Jumu'ah Masjid (Jooma Masgid) Mosque, Kerk Street Mosque (Second)
'Jooma Masgid Mosque, the foundation stone was laid on 15 May 1918 by Syed Jammool Hoosain Mashade, an important religious man who happened to be visiting Johannesburg at the time. ... The remarkable feature of the building is the four identical minarets at each corner. They are three-storeyed with balconies around the upper two and delicate detailing. The minarets are scaled down to about one quarter of full size ..., they serve their purpose most successfully, in symbolically imparting a strong and traditionally Islamic character to the whole building.' (Martin & Cooke, 1984) See The Oldest Mosque in Johannesburg.

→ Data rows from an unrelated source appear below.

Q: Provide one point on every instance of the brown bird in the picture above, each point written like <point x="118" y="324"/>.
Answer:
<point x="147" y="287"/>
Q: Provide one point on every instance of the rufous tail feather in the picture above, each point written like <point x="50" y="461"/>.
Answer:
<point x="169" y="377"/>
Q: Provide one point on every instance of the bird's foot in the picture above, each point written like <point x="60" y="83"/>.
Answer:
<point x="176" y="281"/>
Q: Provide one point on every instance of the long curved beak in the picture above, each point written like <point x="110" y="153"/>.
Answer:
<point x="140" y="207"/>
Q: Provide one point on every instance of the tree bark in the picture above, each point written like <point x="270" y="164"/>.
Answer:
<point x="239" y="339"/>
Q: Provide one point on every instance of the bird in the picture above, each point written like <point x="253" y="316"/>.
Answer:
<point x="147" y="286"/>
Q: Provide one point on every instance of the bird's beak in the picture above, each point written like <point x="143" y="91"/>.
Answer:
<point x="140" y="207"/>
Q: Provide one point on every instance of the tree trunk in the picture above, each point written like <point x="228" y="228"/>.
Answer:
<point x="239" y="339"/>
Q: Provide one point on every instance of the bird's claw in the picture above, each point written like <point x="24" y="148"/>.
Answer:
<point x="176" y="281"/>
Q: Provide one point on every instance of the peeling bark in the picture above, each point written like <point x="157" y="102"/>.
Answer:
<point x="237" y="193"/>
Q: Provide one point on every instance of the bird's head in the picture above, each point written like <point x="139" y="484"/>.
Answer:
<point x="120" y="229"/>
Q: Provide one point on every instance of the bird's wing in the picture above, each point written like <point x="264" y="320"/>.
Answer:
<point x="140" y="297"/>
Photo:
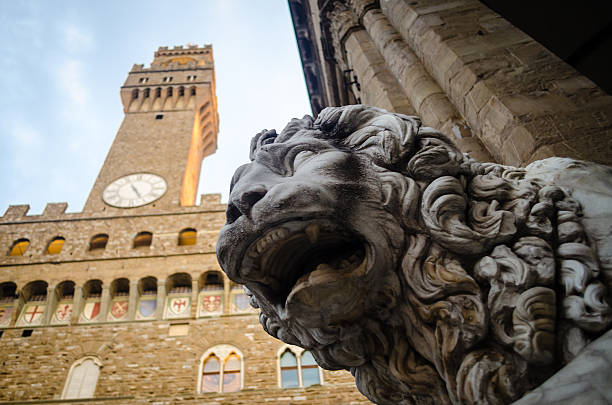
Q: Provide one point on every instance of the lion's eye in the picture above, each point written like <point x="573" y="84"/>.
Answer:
<point x="302" y="157"/>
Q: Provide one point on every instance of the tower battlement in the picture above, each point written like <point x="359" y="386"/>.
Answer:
<point x="57" y="211"/>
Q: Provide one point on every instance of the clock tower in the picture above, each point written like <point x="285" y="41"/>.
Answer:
<point x="170" y="125"/>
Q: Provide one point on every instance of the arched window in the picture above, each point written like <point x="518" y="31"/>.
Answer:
<point x="82" y="378"/>
<point x="210" y="298"/>
<point x="231" y="373"/>
<point x="178" y="301"/>
<point x="98" y="242"/>
<point x="297" y="368"/>
<point x="143" y="239"/>
<point x="92" y="301"/>
<point x="240" y="301"/>
<point x="65" y="298"/>
<point x="221" y="370"/>
<point x="55" y="246"/>
<point x="7" y="303"/>
<point x="188" y="236"/>
<point x="147" y="298"/>
<point x="210" y="374"/>
<point x="34" y="297"/>
<point x="310" y="369"/>
<point x="120" y="295"/>
<point x="19" y="247"/>
<point x="289" y="371"/>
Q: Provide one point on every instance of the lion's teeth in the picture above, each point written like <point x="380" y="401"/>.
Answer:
<point x="312" y="231"/>
<point x="253" y="253"/>
<point x="261" y="245"/>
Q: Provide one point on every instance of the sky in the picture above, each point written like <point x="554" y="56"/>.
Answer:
<point x="63" y="63"/>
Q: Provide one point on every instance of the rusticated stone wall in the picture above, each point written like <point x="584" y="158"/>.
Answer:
<point x="465" y="70"/>
<point x="141" y="362"/>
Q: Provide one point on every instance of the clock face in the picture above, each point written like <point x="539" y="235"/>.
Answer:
<point x="134" y="190"/>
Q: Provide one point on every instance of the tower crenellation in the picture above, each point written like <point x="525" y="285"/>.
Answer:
<point x="170" y="106"/>
<point x="124" y="302"/>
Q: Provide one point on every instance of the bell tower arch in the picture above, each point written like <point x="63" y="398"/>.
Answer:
<point x="170" y="125"/>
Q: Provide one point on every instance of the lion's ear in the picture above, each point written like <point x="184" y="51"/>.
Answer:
<point x="262" y="138"/>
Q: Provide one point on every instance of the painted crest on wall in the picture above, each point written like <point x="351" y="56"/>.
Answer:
<point x="146" y="308"/>
<point x="210" y="304"/>
<point x="32" y="315"/>
<point x="63" y="312"/>
<point x="91" y="310"/>
<point x="5" y="315"/>
<point x="118" y="310"/>
<point x="178" y="307"/>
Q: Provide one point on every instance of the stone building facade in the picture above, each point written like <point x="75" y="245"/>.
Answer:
<point x="124" y="302"/>
<point x="464" y="69"/>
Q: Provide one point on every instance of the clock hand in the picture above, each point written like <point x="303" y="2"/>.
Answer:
<point x="136" y="191"/>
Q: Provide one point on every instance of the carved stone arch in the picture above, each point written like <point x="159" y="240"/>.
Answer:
<point x="222" y="352"/>
<point x="297" y="351"/>
<point x="72" y="391"/>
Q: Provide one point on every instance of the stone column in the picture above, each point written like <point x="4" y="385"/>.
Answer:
<point x="427" y="98"/>
<point x="194" y="297"/>
<point x="378" y="85"/>
<point x="76" y="304"/>
<point x="161" y="298"/>
<point x="51" y="302"/>
<point x="133" y="300"/>
<point x="227" y="289"/>
<point x="105" y="303"/>
<point x="18" y="305"/>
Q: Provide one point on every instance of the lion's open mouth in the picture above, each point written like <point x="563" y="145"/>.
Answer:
<point x="299" y="252"/>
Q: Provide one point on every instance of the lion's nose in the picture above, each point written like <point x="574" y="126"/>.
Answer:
<point x="243" y="202"/>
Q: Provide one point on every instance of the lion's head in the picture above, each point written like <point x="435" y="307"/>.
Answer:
<point x="376" y="244"/>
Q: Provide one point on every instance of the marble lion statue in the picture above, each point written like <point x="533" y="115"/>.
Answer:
<point x="373" y="242"/>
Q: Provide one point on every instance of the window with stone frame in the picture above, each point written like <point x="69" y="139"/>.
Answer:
<point x="34" y="297"/>
<point x="221" y="370"/>
<point x="19" y="247"/>
<point x="98" y="242"/>
<point x="240" y="301"/>
<point x="82" y="378"/>
<point x="62" y="312"/>
<point x="120" y="298"/>
<point x="178" y="300"/>
<point x="147" y="298"/>
<point x="55" y="245"/>
<point x="92" y="301"/>
<point x="8" y="292"/>
<point x="143" y="239"/>
<point x="188" y="236"/>
<point x="210" y="297"/>
<point x="297" y="368"/>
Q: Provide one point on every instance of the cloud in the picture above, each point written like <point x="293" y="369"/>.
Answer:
<point x="70" y="81"/>
<point x="75" y="39"/>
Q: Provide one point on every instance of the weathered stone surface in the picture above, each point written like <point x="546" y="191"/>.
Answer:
<point x="435" y="279"/>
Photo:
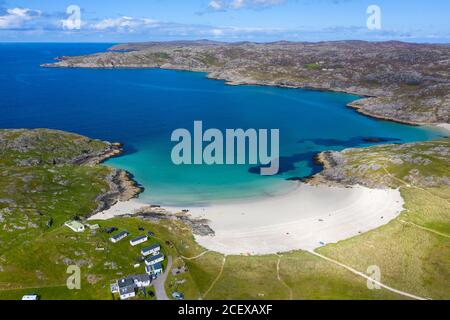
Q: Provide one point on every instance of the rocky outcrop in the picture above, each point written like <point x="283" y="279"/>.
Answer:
<point x="403" y="82"/>
<point x="422" y="164"/>
<point x="122" y="187"/>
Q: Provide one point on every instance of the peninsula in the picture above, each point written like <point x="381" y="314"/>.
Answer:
<point x="403" y="82"/>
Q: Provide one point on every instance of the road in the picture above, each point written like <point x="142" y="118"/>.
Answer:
<point x="159" y="284"/>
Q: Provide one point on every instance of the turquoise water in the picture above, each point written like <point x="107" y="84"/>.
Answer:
<point x="141" y="108"/>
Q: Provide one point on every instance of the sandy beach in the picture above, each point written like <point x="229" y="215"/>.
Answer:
<point x="445" y="126"/>
<point x="305" y="218"/>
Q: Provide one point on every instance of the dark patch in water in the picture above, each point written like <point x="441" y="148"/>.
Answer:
<point x="288" y="163"/>
<point x="129" y="149"/>
<point x="352" y="142"/>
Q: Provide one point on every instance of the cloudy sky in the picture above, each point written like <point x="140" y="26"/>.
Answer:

The Juma could accommodate 240 worshippers. It was located slightly behind the street boundary, the discrepancy between city grid and qiblah being resolved through the device of a high street wall comprising a series of three paired blind arches and a seventh which gave access to a side passage at the western corner. The walls were constructed on a stone plinth and plastered in broad bands with arched windows in bays between projecting pilasters. These are terminated above the open parapet balustrade in ball finials and the roof was thus virtually obscured, especially since the planned onion dome was never constructed. A portico with three arches across the width of the building and one to each side was attached to the high wall. These arches were scalloped and moulded and the roofline yet again constructed of prefabricated concrete elements. The distinctive feature was the deep projecting niche and identical miniature minarets at the corners of the main building. While rightly being considered a local variant of the typical and uniquely Indian precedent they were far too small to serve any practical function.The washing facilities were separate, the entire complex painted white. The interior, too, was of white plastered walls with projecting pilasters with capitals of Ionic derivation. Between were windows in plastered surrounds. Two bands decorated the interior — one a frieze in high relief which served as a cornice, the other a plain plaster band at the height of the rise of the arches over windows and doors and outlining them. The mihrab was within a richly modelled frame and embellished at the crown with a trio of urns with star and crescent motifs, repeated in the stained glass of the windows. Attention focused on the central niche placed between two windows. The building was exceptional in that the Sadr was shorter than the flanking walls and possibly not parallel to the back wall — a consequence of an unsuitable site form and corrected qiblah. (Le Roux, 1998,110-111).